In order for us to do that, we need to mobilize voters to have a huge voter turn out in November. As it stands, Former Vice President Joe Biden’s candidacy suffers from very low rates of enthusiasm: only 24 percent of his supporters a month ago were “very” enthusiastic about supporting him, versus 53 percent of Trump’s supporters. These numbers are even worse than those of Hillary Clinton four years ago. The idea that Biden has consolidated support among Democratic voters doesn’t strike me as true, and we shouldn’t take it for granted. However, this is not all bad — we should take this opportunity to reflect on our priorities going forward, policies that speak to voters and resonate with their lived experiences.

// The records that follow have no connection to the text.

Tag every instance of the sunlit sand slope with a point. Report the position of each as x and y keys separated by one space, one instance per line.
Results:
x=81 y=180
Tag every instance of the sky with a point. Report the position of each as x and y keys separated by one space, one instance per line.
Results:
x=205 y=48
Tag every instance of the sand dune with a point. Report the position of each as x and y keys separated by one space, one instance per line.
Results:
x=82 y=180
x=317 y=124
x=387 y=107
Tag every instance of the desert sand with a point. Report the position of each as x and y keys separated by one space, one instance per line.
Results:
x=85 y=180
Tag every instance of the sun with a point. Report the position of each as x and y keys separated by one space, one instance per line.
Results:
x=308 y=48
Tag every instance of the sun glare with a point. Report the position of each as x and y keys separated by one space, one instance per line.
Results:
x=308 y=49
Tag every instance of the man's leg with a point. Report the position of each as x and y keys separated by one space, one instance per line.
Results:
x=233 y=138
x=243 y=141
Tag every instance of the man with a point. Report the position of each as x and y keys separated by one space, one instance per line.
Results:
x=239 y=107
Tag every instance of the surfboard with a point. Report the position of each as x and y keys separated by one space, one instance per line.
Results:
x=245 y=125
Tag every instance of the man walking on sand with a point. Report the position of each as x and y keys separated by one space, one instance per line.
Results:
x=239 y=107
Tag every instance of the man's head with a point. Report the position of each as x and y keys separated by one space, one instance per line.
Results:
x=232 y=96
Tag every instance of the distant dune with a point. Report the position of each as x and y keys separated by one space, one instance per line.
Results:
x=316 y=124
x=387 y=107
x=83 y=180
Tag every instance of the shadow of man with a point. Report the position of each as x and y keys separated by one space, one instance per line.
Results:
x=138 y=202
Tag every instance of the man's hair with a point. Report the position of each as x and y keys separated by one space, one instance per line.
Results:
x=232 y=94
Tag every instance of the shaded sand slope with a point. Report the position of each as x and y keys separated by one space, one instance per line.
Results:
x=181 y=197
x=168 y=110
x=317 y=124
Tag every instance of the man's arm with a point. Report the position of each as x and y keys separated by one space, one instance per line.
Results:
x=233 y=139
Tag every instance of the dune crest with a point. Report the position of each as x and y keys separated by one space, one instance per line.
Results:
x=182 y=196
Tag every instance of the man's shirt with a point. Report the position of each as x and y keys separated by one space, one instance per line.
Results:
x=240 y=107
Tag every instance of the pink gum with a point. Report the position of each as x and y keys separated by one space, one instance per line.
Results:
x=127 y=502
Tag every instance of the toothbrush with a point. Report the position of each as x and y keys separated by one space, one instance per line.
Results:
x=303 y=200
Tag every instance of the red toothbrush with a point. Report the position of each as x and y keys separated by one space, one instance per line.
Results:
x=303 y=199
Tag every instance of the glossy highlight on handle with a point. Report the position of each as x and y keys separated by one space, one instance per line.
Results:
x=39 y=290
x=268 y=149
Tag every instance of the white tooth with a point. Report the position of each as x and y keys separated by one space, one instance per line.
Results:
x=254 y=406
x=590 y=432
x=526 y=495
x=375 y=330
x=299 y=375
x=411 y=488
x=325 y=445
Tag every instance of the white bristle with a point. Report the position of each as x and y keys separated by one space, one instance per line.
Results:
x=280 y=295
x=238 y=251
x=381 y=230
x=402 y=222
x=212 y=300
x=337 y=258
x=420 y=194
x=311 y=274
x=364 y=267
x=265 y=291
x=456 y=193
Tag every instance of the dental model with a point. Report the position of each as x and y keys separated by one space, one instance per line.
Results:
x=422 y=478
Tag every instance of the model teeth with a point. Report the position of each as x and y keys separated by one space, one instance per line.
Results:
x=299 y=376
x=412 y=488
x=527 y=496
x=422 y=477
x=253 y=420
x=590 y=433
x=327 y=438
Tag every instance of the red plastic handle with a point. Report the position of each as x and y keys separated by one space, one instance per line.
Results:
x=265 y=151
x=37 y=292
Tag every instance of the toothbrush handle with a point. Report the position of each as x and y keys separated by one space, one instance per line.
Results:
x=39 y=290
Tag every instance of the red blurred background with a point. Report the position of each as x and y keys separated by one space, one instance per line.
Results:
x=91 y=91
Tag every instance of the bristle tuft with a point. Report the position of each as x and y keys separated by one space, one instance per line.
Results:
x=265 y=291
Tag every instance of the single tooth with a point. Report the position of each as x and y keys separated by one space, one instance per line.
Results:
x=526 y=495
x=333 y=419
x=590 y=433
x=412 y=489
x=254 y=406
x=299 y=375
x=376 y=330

The November 2020 election will more than certainly be a referendum on Trump’s management of this crisis. The other side of that, however, is whether youth, working class voters, and Latino voters — the largest minority bloc of voters yet among the most reluctant to support Biden — will be inspired enough to vote Blue.

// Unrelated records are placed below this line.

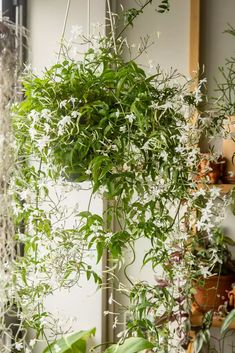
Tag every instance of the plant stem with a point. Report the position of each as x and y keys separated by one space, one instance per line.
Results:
x=137 y=13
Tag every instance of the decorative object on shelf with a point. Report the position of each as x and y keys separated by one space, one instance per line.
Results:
x=228 y=150
x=213 y=292
x=211 y=168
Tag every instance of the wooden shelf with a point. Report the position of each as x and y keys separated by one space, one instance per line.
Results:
x=197 y=319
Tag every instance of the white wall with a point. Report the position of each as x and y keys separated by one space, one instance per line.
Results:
x=46 y=19
x=216 y=45
x=45 y=22
x=169 y=31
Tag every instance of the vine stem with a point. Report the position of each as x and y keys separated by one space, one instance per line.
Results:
x=137 y=13
x=112 y=26
x=64 y=28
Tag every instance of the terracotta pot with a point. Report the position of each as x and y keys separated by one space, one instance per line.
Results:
x=213 y=171
x=209 y=297
x=228 y=149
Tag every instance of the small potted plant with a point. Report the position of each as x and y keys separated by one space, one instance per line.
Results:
x=212 y=291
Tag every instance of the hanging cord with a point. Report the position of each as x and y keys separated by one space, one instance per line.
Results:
x=112 y=26
x=64 y=28
x=89 y=22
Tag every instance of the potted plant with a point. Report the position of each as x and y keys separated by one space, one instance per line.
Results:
x=212 y=292
x=132 y=136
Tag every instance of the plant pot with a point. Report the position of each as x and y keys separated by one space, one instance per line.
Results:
x=209 y=297
x=212 y=170
x=228 y=150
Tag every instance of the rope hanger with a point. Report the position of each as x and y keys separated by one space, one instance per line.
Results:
x=66 y=21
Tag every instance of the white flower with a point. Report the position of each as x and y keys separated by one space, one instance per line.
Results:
x=24 y=194
x=110 y=299
x=66 y=120
x=75 y=114
x=72 y=100
x=18 y=346
x=33 y=114
x=117 y=113
x=42 y=142
x=115 y=322
x=45 y=113
x=130 y=117
x=32 y=342
x=215 y=192
x=200 y=192
x=56 y=348
x=76 y=31
x=123 y=129
x=164 y=155
x=88 y=172
x=47 y=128
x=32 y=132
x=63 y=103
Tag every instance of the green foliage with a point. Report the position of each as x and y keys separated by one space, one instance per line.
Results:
x=74 y=343
x=130 y=345
x=227 y=321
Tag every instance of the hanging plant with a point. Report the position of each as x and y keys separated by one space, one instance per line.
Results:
x=135 y=139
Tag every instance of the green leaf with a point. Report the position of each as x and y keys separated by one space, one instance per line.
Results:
x=227 y=321
x=131 y=345
x=74 y=343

As a Voting Representative in Democrats Abroad in France and an activist for France for Bernie, I have invested my energy in canvassing, voter registration, turning out the vote for the Global Presidential Primary, which Bernie won by wide margin. Now that it is over, and Bernie has conceded, I am ready and willing to invest my time and energy to persuade the Democratic party to reflect the interests of the working-class, of young voters, and minorities who don’t currently feel represented by either party.
A time of crisis is also a time for big ideas. Democrats and progressives must unite to restructure our economy, limit the influence of corporate interests that hollowed out the middle and working classes, and set the conditions for a more prosperous, more egalitarian, more just American economy — across all stratifications. Personally, the benefit of living in another country is not to boast a higher quality of life but to bear witness and attest to the viability of political programs seen otherwise as “pie in the sky”: Medicare for All, College for All, Jobs for All, Justice for All. Living abroad expands the bandwidth of thought, gives us more options, and offers us alternatives by which to frame policy discussions, and I hope to take my experience to change the political imagination at the DNC.
Especially in these times, we need to demand better and aspire for more, first for ourselves, then from our Democratic party and presumptive nominee Vice President Joe Biden, and finally from the American people in November. That is how we take back the Presidency in 2020: by campaigning and mobilizing around a bold, courageous, and inspiring agenda.
I will make it my goal to ensure that our voices as Democrats Abroad are heard, that our demands are reflected in the policy proposals and commitments of Democrats this cycle, that Bernie’s ideas receive the fiery representation they deserve. Ideas to improve our lives, the lives of others in our vulnerable communities, ideas that foster long-lasting, sustainable gardens of well-being, dignity, and solidarity, so that prosperity is not just a property of the privileged but the unalienable right of all.